David Ignatius actually has a good column in today’s Washington Post. It’s built on two pillars. The first pillar is a look back to an interview he did with Scoop Jackson during the Iran Hostage Crisis in 1980.

The year was 1980. The Iranian revolution had toppled the shah’s regime, the Soviet Union had just invaded Afghanistan and the United States’ president, Jimmy Carter, was widely perceived as a weak leader. Looking for a sharp-edged evaluation of the situation, I decided to interview Sen. Henry M. Jackson, a leading hawk.

What Jackson (D-Wash.) said was surprising, even at a distance of nearly 35 years. Rather than demanding tougher statements or more saber-rattling, he said he worried about “overreaction” to events: “We appear to be going from one crisis to another,” with Washington dispensing “red-hot rhetoric at least once a week about the dire consequences of this or that or something else.”

“We need to be prudent,” said Jackson, who was perhaps the most prominent Cold Warrior of his day. “There is a need for the U.S. to make careful decisions, stand by those decisions, and avoid sending false or conflicting signals” to U.S. allies or the Russians.

Jackson’s message, in essence, was “cool it.”

President Carter felt sufficiently egged on in an election year that he authorized Operation Eagle Claw, with disastrous results.

Ignatius’s second pillar is a contemporary interview with Robert Gates.

Gates said that Obama is correct to avoid loose talk about military options. “I’d even be cautious about sending warships into the Black Sea,” Gates explained. “It’s a threatening gesture, but if you’re not prepared to do something about it, it’s an empty gesture.”
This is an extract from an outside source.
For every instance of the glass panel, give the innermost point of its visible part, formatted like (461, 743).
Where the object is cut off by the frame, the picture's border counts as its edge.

I asked Gates what he thought about the criticism of Obama by McCain and Graham. “They’re egging him on” to take actions that may not be effective, Gates warned. He said he “discounted” their deeper argument that Obama had invited the Ukraine crisis by not taking a firmer stand on Syria or other foreign policy issues. Even if Obama had bombed Syria or kept troops in Iraq or otherwise shown a tougher face, “he still would have the same options in Ukraine. Putin would have the same high cards.”

This got me thinking about John McCain. He has recommended using military force repeatedly in situations where force (or his recommended level of force) was not ultimately used. He urged us to war in Georgia in 2008 when Bush was still the president, and he urged us to aggressively pursue regime change in Iran (2010), for greater involvement in Libya (2011), and to fight a war Syria (2012) .

Now he argues that Obama’s (and, by implication, Bush’s) refusal to use force (or adequate force) in those situations demonstrated fecklessness and sent a signal of weakness to Vlaidmir Putin which encouraged him to invade Crimea. Robert Gates completely dismissed that argument, but we ought to try to understand how it might be that McCain is correct. If we risked World War III by intervening in Georgia, perhaps Putin wouldn’t be so bold today (assuming he, and any of us were still alive). If we caused regime change in Iran, put boots on the ground in Libya, and occupied Syria, perhaps Putin would see us as crazy enough to push NATO into Ukraine, too.

But, think for a minute about how we would be perceived by the world if we had done all those things. Think about how strong our military threat would be if we were currently occupying Libya and Syria. If we had spent the last six years acting as lawless bloodthirsty madmen, maybe our foreign policy wouldn’t be considered feckless, but it wouldn’t have made us stronger or given us more loyal allies in Europe.